Word sense disambiguation in Hindi applied to Hindi-English machine translation

S Mall, U C Jaiswal
COMPUTER MODELLING & NEW TECHNOLOGIES 2017 21(2) 58-68

Madan Mohan Malaviya University of Technology Gorakhpur, India

The Word Sense Disambiguation for Hindi Language is one of the biggest challenges faced by Natural Language Processing. In this paper we discuss issues in reducing ambiguity in Word Sense Disambiguation for Hindi Language. The concepts are induced in two modules Parsing and Word Sense Disambiguation for Hindi Language. Parsing is an extension of our previous work on shallow parser method that creates groups word which are essential for Machine Translation. Monolingual Hindi and English corpora are used. Following this we used machine learning technique such as supervised approach, unsupervised approach and domain specific sense with the help of Knowledge based methods. Knowledge based method uses Hindi and English WordNet tools. Supervised method is used to disambiguate the multiple tags in the context label with the correct tag. Unsupervised method is used to update the sentence with the correct sense and parts of speech tag.
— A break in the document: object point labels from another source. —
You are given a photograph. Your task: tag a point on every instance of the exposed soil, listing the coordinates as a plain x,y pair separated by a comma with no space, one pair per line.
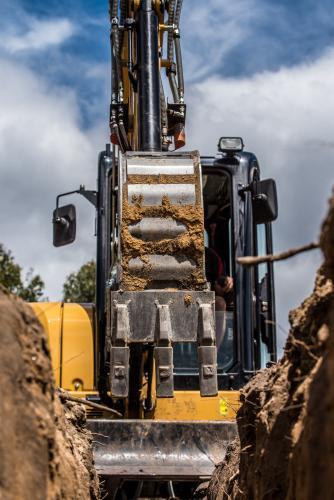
286,421
45,450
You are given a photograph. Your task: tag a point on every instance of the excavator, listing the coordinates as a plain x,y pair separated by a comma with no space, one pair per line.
178,325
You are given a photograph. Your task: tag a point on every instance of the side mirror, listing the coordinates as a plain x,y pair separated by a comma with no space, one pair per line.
64,225
264,201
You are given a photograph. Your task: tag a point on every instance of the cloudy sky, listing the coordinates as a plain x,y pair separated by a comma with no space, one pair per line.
262,69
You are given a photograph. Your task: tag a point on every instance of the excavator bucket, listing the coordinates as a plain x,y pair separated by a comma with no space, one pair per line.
159,450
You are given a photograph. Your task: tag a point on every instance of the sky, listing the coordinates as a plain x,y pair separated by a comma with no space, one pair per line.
260,69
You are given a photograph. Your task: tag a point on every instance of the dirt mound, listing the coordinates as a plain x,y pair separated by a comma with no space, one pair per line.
286,421
45,451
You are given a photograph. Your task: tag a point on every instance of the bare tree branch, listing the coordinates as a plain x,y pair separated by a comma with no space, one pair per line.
251,261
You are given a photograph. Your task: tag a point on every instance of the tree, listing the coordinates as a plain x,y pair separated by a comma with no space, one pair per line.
80,286
30,288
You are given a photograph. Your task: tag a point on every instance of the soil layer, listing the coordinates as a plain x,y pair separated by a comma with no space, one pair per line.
45,450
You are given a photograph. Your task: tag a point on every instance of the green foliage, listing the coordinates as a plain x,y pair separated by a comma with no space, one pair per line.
80,286
29,289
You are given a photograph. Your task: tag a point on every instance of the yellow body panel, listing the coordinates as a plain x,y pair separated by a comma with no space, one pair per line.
50,317
77,348
70,330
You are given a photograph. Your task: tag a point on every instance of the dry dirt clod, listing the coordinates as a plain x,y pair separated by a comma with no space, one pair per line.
45,449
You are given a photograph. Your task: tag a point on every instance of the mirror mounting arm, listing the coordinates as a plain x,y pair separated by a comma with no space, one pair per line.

There are various websites which provide the facility of translation of Hindi language to English language such as Google Translator and Babefish Translator but these translators fail to resolve polysemy words in Hindi sentences the result is discussed in this paper. The accuracy result of part of speech tagging generated by our system is 92.09%. The accuracy results generated by our system for Chunk are window-3, window 2 and window1 are: 94.45%, 81.23%, and 81.11% respectively. We modify and develop Lesk algorithm which uses WordNet tools for Word Sense Disambiguation. We compare the system's performance with the website Google Translator. We also examine errors made by Google Translator for given input Hindi sentence. Our system generates correct translation with Word Sense Disambiguation for given input Hindi sentence as shown in the Figure12.